He explains that our gut feelings about people we meet for the first time often arise from our reactions to stimuli such as smell and the action of pheromones. One of the most interesting things he mentions is that women's tears contain a pheromone that repels men sexually. However, there is also substantial research on conditioning and things we have learned since childhood. For example, it is possible that the way a stranger talks or dresses contradicts something ingrained in you from childhood, and without you knowing why, the gut feeling arises.

Yount also reveals why there is truth in the expression “we are on the same wavelength." Researchers have found that when people sit and listen to someone telling a story, the listener's brain waves come to reflect those of the storyteller. A rather surprising view of tantric sex also emerges from this research.

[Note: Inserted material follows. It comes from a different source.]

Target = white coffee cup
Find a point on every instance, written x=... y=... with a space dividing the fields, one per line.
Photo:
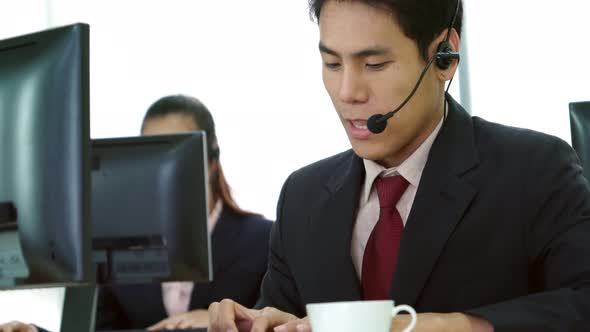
x=367 y=316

The section about communication between, for example, parents who feel that a child is in trouble or in danger, and the child itself, seems a bit strange to my innate scepticism towards mumbo-jumbo. EFT (Emotional Freedom Technique, or “tapping") is the kind of activity that, to me, feels like a form of quackery — a holistic pseudo-culture for people who don't mind tapping on various pressure points on their bodies while failing to engage in genuine self-reflection.

However, these are minor criticisms of a book I found quite reassuring, and which taught me to make peace with the machinery that drives my gut feelings.

Why Vibes Matter by Dr Garret Yount was published by Welbeck  and costs R304 at Exclusive Books.

Hand of genius

Joyce Carol Oates writes her books by hand. You can see it in her prose. Her style is concise, and her storytelling focused; surely the result of the kind of habits you develop when writing by hand. 48 Clues Into the Disappearance of My Sister was pure pleasure to read. It revolves around two sisters. One has been missing for many years and the other is trying to follow the clues.

I dare not reveal more but let me just say that I am now Oates's greatest admirer.

48 Clues Into the Disappearance of My Sister by Joyce Carol Oates was published by Head of Zeus and costs R547 at Exclusive Books.

Breakthrough at last

Ruth Ware is one of the new generation of thriller writers who is constantly on the verge of writing her breakthrough novel. I thought The Woman in Cabin 10 would bring that breakthrough, then The Death of Mrs Westaway and One by One, but here she is again on the threshold. This time it's about a computer whiz and his wife. The man's throat is cut and his wife begins an investigation that unfolds in a particularly thrilling manner, surprising you more often than is good for the nerves. This time, I suspect the movie adaptation is just around the corner and Zero Days will be her breakthrough novel.

Zero Days by Ruth Ware was published by Simon & Schuster and costs R423 at Exclusive Books.

Going to the ball

Do you think you know the story of Cinderella and the glass slipper? Really? Destiny Soria, better known as a writer of young adult novels, is now using her initials, and has made a true leap. To reimagine Cinderella's story as a conspiracy plot with political implications is quite an endeavour. Soria turns Cinderella's tale into a story intertwined with numerous conspiracies. There are plenty of surprises — so many that I'm relieved my children are grown and I won't be tempted to read this version at bedtime. It would take months!

Thief Liar Lady by DL Soria was published by Del Rey and costs $25.20 at Amazon.

Quiz bible

In the village where I live, people flock to the quiz night every other Thursday night. I always immerse myself in the first issue of this book and have had great success at said quiz night. It's my way of warding off the blues. Recently, the latest edition of The Book of Lists has appeared,  compiling the best lists from previous editions. I can recommend it for the purposes I've mentioned. 

The New Book of Lists by David Wallechinsky and Amy Wallace was pubished by Canongate and costs $18 at Amazon.